It is sometimes stated as an obvious fact that the brain carries out computations. Computational neuroscientists sometimes see themselves as looking for the algorithms of the brain. Is it true that the brain implements algorithms? My point here is not to answer this question, but rather to show that the answer is not self-evident, and that it can only be true (if at all) at a fairly abstract level.
One line of argumentation is that models of the brain that we find in computational neuroscience (neural network models) are algorithmic in nature, since we simulate them on computers. And wouldn’t it be a sort of vitalistic claim that neural networks cannot be (in principle) simulated on computer?
There is an important confusion in this argument. At a low level, neural networks are modelled biophysically as dynamical systems, in which the temporality corresponds to the actual temporality of the real world (as opposed to the discrete temporality of algorithms). Mathematically, those are typically differential equations, possibly hybrid systems (i.e. coupled by timed pulses), in which time is a continuous variable. Those models can of course be simulated on computer using discretization schemes. For example, we choose a time step and compute the state of the network at time t+dt, from the state at time t. This algorithm, however, implements a simulation of the model; it is not the model that implements the algorithm. The discretization is nowhere to be found in the model. The model itself, being a continuous time dynamical system, is not algorithmic in nature. It is not described as a discrete sequence of operations; it is only the simulation of the model that is algorithmic, and different algorithms can simulate the same model.
If we put this confusion aside, then the claim that neural networks implement algorithms becomes not that obvious. It means that trajectories of the dynamical system can be mapped to the discrete flow of an algorithm. This requires: 1) to identify states with representations of some variables (for example stimulus properties, symbols); 2) to identify trajectories from one state to another as specific operations. In addition to that, for the algorithmic view to be of any use, there should be a sequence of operations, not just one operation (ie, describing the output as a function of the input is not an algorithmic description).
A key difficulty in this identification is temporality: the state of the dynamical system changes continuously, so how can this be mapped to discrete operations? A typical approach is neuroscience is to consider not states but properties of trajectories. For example, one would consider the average firing rate in a population of neurons in a given time window, and the rate of another population in another time window. The relation between these two rates in the context of an experiment would define an operation. As stated above, a sequence of such relations should be identified in order to qualify as an algorithm. But this mapping seems only possible within a feedforward flow; coupling poses a greater challenge for an algorithmic description. No known nervous system, however, has a feedforward connectome.

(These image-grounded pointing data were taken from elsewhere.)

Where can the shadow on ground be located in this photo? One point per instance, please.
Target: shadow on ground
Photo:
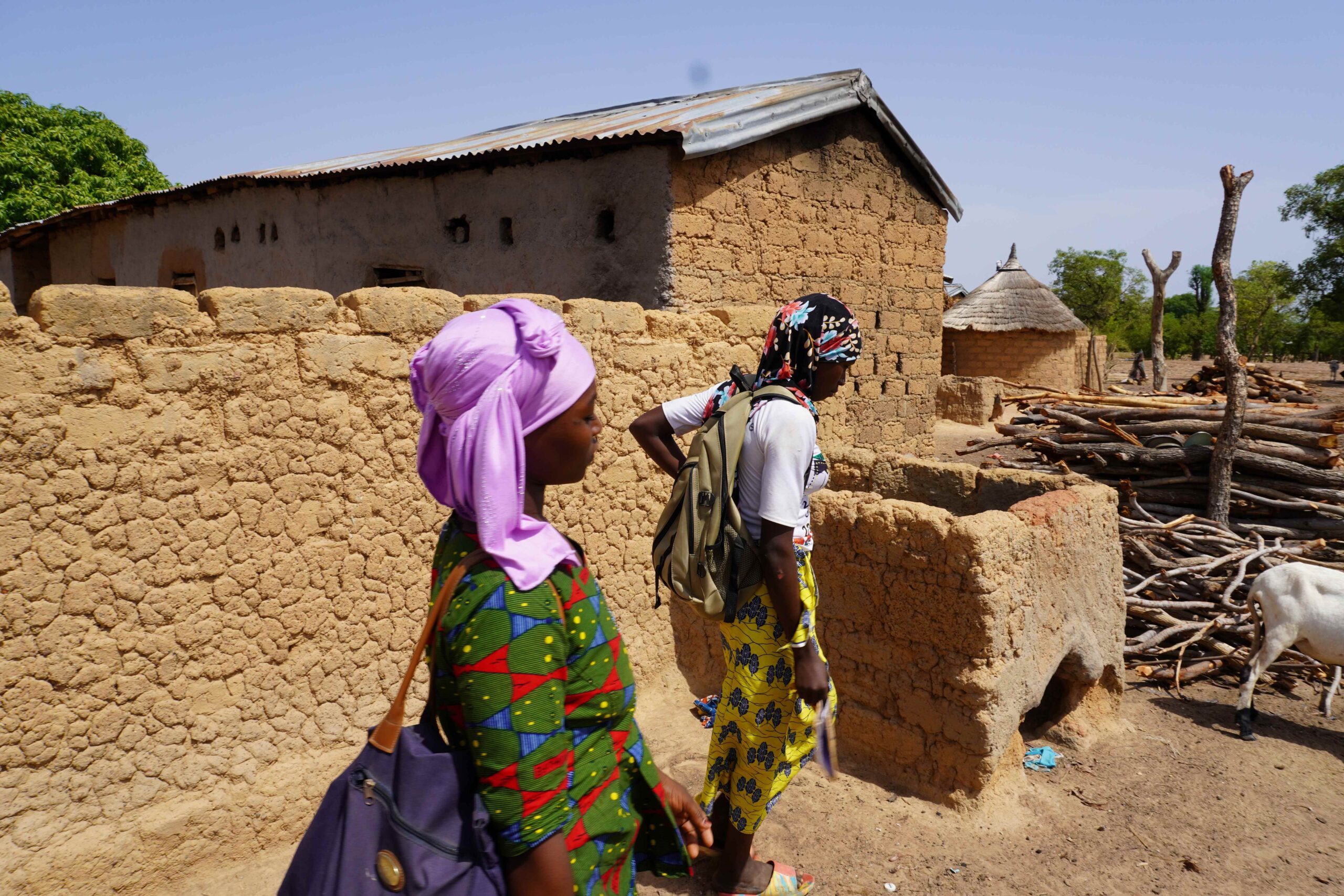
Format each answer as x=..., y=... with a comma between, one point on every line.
x=1218, y=718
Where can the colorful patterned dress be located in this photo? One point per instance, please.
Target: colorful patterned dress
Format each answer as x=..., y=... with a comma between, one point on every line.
x=548, y=708
x=762, y=730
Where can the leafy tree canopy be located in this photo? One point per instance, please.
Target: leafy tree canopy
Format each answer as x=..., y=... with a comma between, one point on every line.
x=1202, y=287
x=1097, y=285
x=1182, y=304
x=53, y=159
x=1320, y=205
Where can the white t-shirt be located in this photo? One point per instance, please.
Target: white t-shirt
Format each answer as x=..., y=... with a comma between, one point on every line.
x=780, y=467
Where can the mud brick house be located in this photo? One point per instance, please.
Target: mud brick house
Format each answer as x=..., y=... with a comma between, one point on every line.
x=742, y=196
x=1015, y=328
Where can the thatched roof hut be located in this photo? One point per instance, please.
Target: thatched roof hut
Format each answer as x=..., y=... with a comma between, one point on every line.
x=1011, y=300
x=1012, y=327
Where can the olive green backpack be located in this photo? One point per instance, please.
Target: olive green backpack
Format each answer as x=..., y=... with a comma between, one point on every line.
x=702, y=551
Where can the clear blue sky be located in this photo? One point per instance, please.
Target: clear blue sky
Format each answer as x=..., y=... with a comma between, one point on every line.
x=1078, y=124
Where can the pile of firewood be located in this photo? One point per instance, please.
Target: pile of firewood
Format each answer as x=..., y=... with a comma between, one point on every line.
x=1260, y=385
x=1288, y=479
x=1186, y=585
x=1187, y=577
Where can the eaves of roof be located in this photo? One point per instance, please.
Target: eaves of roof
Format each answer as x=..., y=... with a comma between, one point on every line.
x=706, y=124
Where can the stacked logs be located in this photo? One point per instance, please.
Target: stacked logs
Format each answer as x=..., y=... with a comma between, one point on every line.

I am not claiming here that the function of the brain (or mind) cannot possibly be described algorithmically. Probably some of it can be. My point is rather that a dynamical system is not generically algorithmic. A control system, for example, is typically not algorithmic (see the detailed example of Tim van Gelder, What might cognition be if not computation?). Thus a neural dynamical system can only be seen as an algorithm at a fairly abstract level, which can probably address only a restricted subset of its function. It could be that control, which also attaches function to dynamical systems, is a more adequate metaphor of brain function than computation. Is the brain a computer? Given the rather narrow application of the algorithmic view, the reasonable answer should be: quite clearly not (maybe part of cognition could be seen as computation, but not brain function generally).